Write a function named bipartiteSets that accepts a reference to a BasicGraph as a parameter and attempts to divide the graph's vertices into two bipartite sets.
A bipartite graph is one whose vertices can be divided into two independent sets in such a way that for any edge E connecting vertices V1 and V2, vertex V1 is in the first set and vertex V2 is in the second set, with no edge in the graph ever connecting two vertices that are in the same set.
For example, Graph 1 below is bipartite because its vertices can be divided into the sets {A, C, F} and {B, D, E, G} because every edge connects a vertex from {A, C, or F} with one from {B, D, E, or G}.

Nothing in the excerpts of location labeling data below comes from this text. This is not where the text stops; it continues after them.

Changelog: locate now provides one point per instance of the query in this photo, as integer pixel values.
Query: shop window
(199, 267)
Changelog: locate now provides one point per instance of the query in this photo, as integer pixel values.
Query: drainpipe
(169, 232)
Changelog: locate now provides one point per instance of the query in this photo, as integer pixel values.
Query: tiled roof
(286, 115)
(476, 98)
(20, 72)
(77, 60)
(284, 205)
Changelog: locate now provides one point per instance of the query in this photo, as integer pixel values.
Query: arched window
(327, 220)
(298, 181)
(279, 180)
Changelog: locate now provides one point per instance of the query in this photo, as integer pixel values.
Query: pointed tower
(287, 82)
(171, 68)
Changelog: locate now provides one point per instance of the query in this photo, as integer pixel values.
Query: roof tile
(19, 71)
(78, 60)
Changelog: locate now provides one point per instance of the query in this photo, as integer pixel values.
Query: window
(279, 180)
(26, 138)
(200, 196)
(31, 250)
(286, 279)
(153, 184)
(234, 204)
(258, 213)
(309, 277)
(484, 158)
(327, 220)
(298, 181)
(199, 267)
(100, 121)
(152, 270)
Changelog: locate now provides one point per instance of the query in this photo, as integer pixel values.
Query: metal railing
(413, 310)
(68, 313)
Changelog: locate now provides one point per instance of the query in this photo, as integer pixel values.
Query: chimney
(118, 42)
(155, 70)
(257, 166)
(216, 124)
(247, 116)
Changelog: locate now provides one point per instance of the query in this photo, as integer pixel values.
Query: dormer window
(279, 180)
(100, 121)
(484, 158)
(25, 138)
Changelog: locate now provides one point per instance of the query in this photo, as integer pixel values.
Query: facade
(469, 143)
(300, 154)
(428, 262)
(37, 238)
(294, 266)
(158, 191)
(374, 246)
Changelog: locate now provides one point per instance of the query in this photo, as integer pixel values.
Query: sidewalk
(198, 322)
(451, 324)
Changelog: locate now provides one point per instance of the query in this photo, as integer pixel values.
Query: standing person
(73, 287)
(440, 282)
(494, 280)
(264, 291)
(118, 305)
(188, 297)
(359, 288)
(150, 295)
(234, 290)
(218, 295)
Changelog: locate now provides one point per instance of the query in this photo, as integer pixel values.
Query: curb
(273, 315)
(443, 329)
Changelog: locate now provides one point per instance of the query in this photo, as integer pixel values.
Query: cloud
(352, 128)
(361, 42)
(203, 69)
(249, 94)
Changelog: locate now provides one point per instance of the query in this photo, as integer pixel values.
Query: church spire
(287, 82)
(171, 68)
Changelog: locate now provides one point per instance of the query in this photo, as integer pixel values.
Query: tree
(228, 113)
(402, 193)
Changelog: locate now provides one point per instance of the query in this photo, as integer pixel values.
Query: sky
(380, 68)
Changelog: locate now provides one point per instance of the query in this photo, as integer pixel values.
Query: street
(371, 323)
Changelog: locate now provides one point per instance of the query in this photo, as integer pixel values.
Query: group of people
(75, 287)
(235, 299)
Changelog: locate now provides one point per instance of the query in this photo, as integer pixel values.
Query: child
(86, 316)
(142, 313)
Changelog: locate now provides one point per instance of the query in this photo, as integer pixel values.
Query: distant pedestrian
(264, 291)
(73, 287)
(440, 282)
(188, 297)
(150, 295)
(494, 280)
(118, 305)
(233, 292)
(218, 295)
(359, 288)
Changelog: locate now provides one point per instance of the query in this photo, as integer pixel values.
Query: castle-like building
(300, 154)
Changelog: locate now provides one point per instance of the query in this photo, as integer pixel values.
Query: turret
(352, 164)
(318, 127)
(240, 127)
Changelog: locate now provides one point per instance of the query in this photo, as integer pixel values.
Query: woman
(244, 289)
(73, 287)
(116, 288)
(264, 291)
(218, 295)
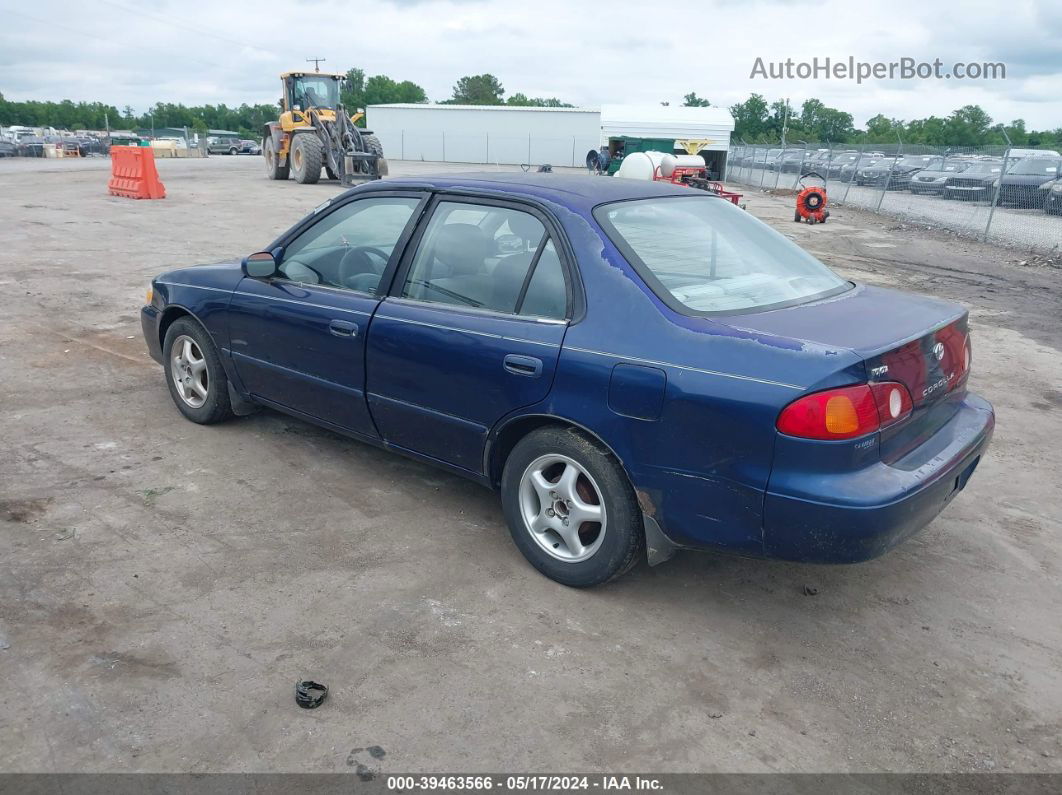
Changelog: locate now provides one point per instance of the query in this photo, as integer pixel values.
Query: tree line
(758, 121)
(359, 90)
(755, 120)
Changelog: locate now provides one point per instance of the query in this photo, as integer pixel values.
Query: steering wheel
(359, 259)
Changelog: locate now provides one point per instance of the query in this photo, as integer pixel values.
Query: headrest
(527, 227)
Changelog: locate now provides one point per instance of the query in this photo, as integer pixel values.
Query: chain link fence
(1003, 194)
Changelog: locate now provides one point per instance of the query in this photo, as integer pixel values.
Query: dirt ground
(164, 585)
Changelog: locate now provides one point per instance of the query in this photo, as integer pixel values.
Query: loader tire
(273, 168)
(306, 158)
(374, 145)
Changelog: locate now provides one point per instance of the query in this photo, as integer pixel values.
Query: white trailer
(677, 123)
(485, 134)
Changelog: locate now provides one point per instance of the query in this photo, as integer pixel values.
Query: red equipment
(695, 176)
(811, 202)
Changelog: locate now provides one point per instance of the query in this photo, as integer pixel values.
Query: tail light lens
(846, 412)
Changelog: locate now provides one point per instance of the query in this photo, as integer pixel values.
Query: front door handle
(523, 365)
(343, 328)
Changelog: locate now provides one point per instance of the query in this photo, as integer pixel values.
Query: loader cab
(304, 90)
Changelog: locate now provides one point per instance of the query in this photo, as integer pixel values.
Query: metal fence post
(995, 194)
(800, 169)
(885, 189)
(855, 168)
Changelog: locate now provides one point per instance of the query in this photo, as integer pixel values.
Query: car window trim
(531, 269)
(552, 230)
(279, 245)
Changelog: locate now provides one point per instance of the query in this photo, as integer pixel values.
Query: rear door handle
(524, 365)
(343, 328)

So if your function were called on that graph, it should print console output displaying the sets of vertex names in the following format:
set 1: {"A", "C", "F"}
set 2: {"B", "D", "E", "G"}
and should return the Boolean result of true to indicate that suitable bipartite sets can be found.
(Some graphs have multiple bipartite set orderings; in such a case, your function can print any valid pair of bipartite sets, and the elements can appear in the sets in any order in the output, so long as the sets are valid.)
Graph 2 below is not bipartite; its vertices cannot be divided into two appropriate sets.
So your function would print no output and would return false.
An empty or one-vertex graph should be considered bipartite.
There are several ways to solve this problem.
One common way is to visit vertices and giving them markings or colors much as you might do in a breadth-first or depth-first search.
By alternating colors between neighbors as you go along, and making sure that no vertex is ever given two different colors while you are exploring, you can see whether the graph is able to be divided into two bipartite sets.
(Our description of this algorithm is intentionally somewhat vague because we want you to think about the details of how to implement it yourself.)
Assumptions:
You may assume that the graph's state is valid and that no two vertices have the same name.
You may also assume that the graph is connected (that there exists a path from every vertex to every other vertex) and that it is undirected, in the sense that if there is an edge from vertex V1 to V2, there is also an edge from V2 to V1.
You may assume that the graph contains no self-edges (e.g. from V1 to V1).
Constraints:
You may define private helper functions if so desired, and you may construct auxiliary collections as needed to solve this problem.
You should not modify the contents of the graph such as by adding or removing vertices or edges from the graph, though you may modify the state variables inside individual vertices/edges such as visited, cost, and color.
Your code must run in no worse than O(V log V + E log E) time, where V and E are the number of vertices and edges in the graph respectively.
(It is possible to solve it in O(V + E) time.)